Satu kata yang diulangi beberapa kali dalam perikop Injil kita pada hari ini adalah kata najis. Kata najis dalam kamus besar Bahasa Indonesia berarti kotor, cemar, jijik. Ada juga kata menajiskan yang berarti menjadikan najis, kotor, cemar dan jijik. Maka pemahaman kita tentang kata najis adalah keadaan yang berkaitan dengan sesuatu yang kotor. Di dalam Kitab Suci Perjanjian Lama, terdapat hal-hal yang berkaitan dengan kenajisan yang bersifat menular (Im 15:1-12;20-28). Kenajisan dapat menghalangi pribadi-pribadi tertentu untuk berjumpa dengan Tuhan, terutama dalam hal beribadah bersama orang lain. Di dalam Kitab Suci, ada beberapa tindakan yang berkaitan dengan kenajisan, misalnya menyentuh mayat (Bil 19:11-22), penyakit kusta (Im 13;14), mengeluarkan lelehan (Im 12;15), memakan daging burung, ikan atau binatang yang menajiskan orang (Im 11 dan Ul 14) dan cacat tubuh yang dipandang sebagai efek dari kenajisan. Dengan demikian kita bisa melihat bahwa hal kenajisan ini menjadi sebuah topik hangat ketika orang mau menghayati hidup keagamaannya dan keimanannya di hadirat Tuhan.

Pada hari ini kita mendengar sebuah kisah Yesus di dalam Injil yang tampil untuk menjelaskan makna kenajisan secara baru. Diceritakan bahwa Tuhan Yesus memanggil orang banyak untuk menjelaskan makna kenajisan yang berkaitan dengan makanan dan minuman. Di kesempatan yang lain, Yesus juga menjelaskan hal kenajisan secara khusus kepada para murid-Nya. Perkataan Yesus yang sangat super di hadapan orang banyak adalah: “Apapun dari luar, yang masuk ke dalam seseorang, tidak dapat menajiskannya, tetapi apa yang keluar dari seseorang, itulah yang menajiskannya.” (Mrk 7:15). Mentalitas orang pada zaman Yesus adalah mereka hanya memahami makna kenajisan dalam hal makanan dan minuman, dalam hal ini pembedaan antara makanan yang tidak najis (halal) dan yang najis (tidak halal). Mentalitas seperti ini yang dipakai untuk menghakimi sesame dan menganggap diri lebih saleh dan suci karena bisa membedakan halal dan tidak halal.

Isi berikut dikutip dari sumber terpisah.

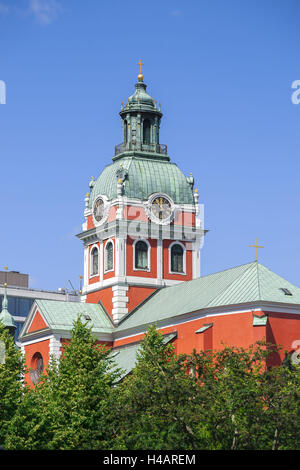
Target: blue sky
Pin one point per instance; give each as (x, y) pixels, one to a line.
(223, 72)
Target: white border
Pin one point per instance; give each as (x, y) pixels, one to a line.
(105, 210)
(152, 217)
(177, 242)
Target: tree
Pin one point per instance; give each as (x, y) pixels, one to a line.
(11, 372)
(155, 406)
(67, 409)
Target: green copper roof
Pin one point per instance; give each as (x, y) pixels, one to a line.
(243, 284)
(145, 176)
(60, 315)
(140, 101)
(125, 356)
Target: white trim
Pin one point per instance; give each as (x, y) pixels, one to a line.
(92, 247)
(177, 242)
(54, 346)
(110, 240)
(148, 269)
(151, 216)
(85, 265)
(38, 340)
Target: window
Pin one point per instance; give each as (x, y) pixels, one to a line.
(177, 259)
(94, 261)
(125, 132)
(146, 131)
(141, 255)
(109, 256)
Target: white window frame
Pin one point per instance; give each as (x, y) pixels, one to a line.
(110, 240)
(91, 261)
(148, 269)
(177, 242)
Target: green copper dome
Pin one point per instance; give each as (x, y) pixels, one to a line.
(143, 177)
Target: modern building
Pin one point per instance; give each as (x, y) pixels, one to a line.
(141, 241)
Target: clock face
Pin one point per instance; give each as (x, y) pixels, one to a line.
(98, 209)
(161, 208)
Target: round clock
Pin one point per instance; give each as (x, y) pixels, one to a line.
(98, 209)
(161, 208)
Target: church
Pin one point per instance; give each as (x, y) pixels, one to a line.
(141, 236)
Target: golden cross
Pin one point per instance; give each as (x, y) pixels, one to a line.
(140, 63)
(256, 246)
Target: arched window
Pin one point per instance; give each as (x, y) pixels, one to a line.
(109, 256)
(94, 261)
(37, 367)
(177, 259)
(141, 255)
(125, 132)
(146, 131)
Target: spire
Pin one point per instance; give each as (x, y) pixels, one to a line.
(5, 316)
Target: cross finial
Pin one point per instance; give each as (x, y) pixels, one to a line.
(256, 246)
(140, 76)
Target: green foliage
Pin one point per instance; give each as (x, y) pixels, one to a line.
(11, 372)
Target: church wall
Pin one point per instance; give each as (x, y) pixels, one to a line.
(130, 260)
(96, 278)
(89, 222)
(283, 329)
(109, 274)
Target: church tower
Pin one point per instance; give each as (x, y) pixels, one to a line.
(142, 230)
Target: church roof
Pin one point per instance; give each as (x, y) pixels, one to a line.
(248, 283)
(145, 176)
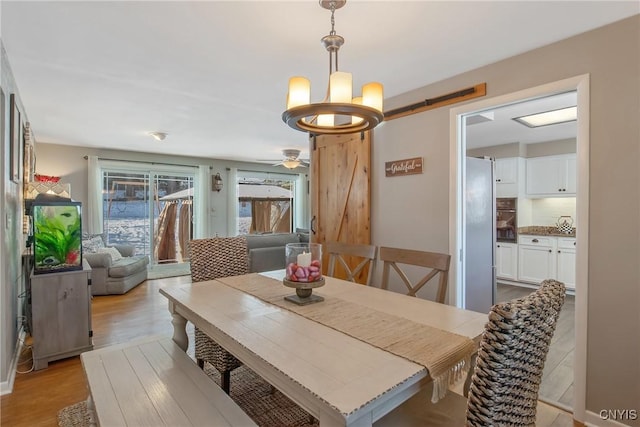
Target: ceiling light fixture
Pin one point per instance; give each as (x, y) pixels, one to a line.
(158, 136)
(547, 118)
(338, 113)
(291, 163)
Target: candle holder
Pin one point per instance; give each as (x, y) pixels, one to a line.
(303, 272)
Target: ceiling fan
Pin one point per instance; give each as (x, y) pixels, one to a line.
(292, 159)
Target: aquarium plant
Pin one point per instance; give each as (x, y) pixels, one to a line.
(57, 237)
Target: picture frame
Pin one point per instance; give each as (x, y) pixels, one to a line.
(15, 170)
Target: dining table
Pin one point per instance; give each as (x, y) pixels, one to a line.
(347, 360)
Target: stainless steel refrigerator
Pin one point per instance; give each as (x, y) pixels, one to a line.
(480, 227)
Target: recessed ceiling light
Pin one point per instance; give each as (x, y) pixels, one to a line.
(158, 136)
(547, 118)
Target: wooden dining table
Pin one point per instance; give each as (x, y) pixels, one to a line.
(314, 354)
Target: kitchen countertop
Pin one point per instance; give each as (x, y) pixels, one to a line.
(537, 230)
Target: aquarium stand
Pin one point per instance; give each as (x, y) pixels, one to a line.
(61, 315)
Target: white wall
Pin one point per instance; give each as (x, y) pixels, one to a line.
(545, 212)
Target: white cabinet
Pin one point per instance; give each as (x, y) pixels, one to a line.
(536, 258)
(566, 256)
(551, 176)
(547, 257)
(507, 261)
(506, 177)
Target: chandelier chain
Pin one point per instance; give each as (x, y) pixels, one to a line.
(333, 20)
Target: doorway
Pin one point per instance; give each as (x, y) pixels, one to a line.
(150, 210)
(457, 189)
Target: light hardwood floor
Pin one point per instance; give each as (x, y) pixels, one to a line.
(38, 396)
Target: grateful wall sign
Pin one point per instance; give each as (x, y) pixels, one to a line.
(403, 167)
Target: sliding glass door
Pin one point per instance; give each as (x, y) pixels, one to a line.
(151, 210)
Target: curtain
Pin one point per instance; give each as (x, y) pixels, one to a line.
(260, 216)
(165, 239)
(232, 202)
(201, 203)
(301, 199)
(185, 229)
(93, 219)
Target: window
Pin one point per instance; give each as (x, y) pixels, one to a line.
(269, 203)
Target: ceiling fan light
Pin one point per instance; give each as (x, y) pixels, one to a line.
(299, 92)
(340, 87)
(372, 95)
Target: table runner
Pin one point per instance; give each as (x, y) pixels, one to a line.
(445, 355)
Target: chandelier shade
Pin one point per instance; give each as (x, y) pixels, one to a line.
(339, 112)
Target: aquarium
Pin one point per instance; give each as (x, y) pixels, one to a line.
(57, 236)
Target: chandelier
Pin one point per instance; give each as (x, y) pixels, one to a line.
(339, 112)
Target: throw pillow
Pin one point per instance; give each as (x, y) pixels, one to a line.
(115, 254)
(92, 244)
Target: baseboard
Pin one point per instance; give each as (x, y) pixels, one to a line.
(6, 387)
(593, 419)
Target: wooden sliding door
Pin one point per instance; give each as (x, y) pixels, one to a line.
(340, 190)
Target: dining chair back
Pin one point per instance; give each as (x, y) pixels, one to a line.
(349, 253)
(211, 259)
(437, 263)
(509, 366)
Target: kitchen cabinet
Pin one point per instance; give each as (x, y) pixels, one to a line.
(507, 261)
(547, 257)
(566, 257)
(536, 258)
(506, 177)
(61, 315)
(551, 176)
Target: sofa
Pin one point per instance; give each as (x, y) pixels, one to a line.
(115, 269)
(267, 251)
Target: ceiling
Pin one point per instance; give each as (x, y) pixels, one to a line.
(213, 74)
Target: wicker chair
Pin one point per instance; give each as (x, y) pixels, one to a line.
(506, 379)
(211, 259)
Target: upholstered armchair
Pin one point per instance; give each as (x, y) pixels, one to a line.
(115, 269)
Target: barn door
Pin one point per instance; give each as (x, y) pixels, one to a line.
(340, 191)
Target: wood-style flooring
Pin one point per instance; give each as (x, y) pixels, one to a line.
(38, 396)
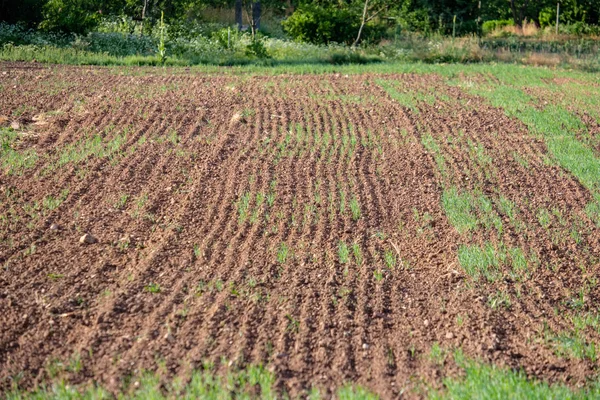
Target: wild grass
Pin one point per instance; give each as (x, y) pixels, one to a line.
(252, 382)
(486, 261)
(343, 252)
(14, 161)
(483, 381)
(283, 253)
(459, 210)
(355, 208)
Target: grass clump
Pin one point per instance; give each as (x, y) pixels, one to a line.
(486, 261)
(283, 253)
(482, 381)
(459, 209)
(12, 161)
(343, 253)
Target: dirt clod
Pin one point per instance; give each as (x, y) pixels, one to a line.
(87, 239)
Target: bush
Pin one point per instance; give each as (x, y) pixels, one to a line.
(77, 16)
(322, 24)
(490, 26)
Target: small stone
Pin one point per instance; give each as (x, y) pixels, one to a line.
(87, 239)
(237, 118)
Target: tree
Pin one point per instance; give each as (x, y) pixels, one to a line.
(371, 9)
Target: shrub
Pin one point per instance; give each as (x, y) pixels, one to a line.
(322, 24)
(493, 25)
(77, 16)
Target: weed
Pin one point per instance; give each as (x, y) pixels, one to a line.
(390, 258)
(378, 275)
(121, 202)
(343, 252)
(437, 355)
(357, 254)
(499, 299)
(283, 253)
(152, 288)
(293, 324)
(354, 209)
(459, 210)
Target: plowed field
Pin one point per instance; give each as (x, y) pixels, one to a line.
(333, 228)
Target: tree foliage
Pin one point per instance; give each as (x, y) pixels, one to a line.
(316, 21)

Kebaruan apa yang diajarkan Yesus tentang hal najis dan tidak najis? Di hadapan para murid-Nya, Yesus mengajar mereka bahwa segala sesuatu yang dari luar masuk ke dalam seseorang itu tidak dapat menajiskan dia, karena tidak masuk ke dalam hati tetapi ke dalam perutnya yang nantinya akan dibuang di jamban. Makanan dan minuman itu halal. Perkataan Yesus ini tentu mengusik pikiran para murid-Nya. Mereka semua adalah orang Yahudi tulen yang mengetahui mana makanan yang halal dan tidak halal. Alasannya sederhana bahwa makanan itu masuknya di perut dan akan dibuang di jamban.

Konsep baru tentang kenajisan diungkapkan Yesus berkaitan dengan hati bukan dengan perut. Hati itu ibarat sumber mata air, apabila sumbernya kotor, maka kotorlah airnya, namun apabila sumbernya bersih, maka bersihlah airnya. Betapa pentingnya hati sehingga Sabda Tuhan mengingatkan kita, “Jagalah hatimu dengan segala kewaspadaan karena dari situlah terpancar kehidupan.” (Amsal 4:23). Nabi Yeremia berkata: “Betapa liciknya hati, lebih licik dari pada segala sesuatu, hatinya sudah membatu: siapakah yang dapat mengetahuinya?” (Yer 17:9).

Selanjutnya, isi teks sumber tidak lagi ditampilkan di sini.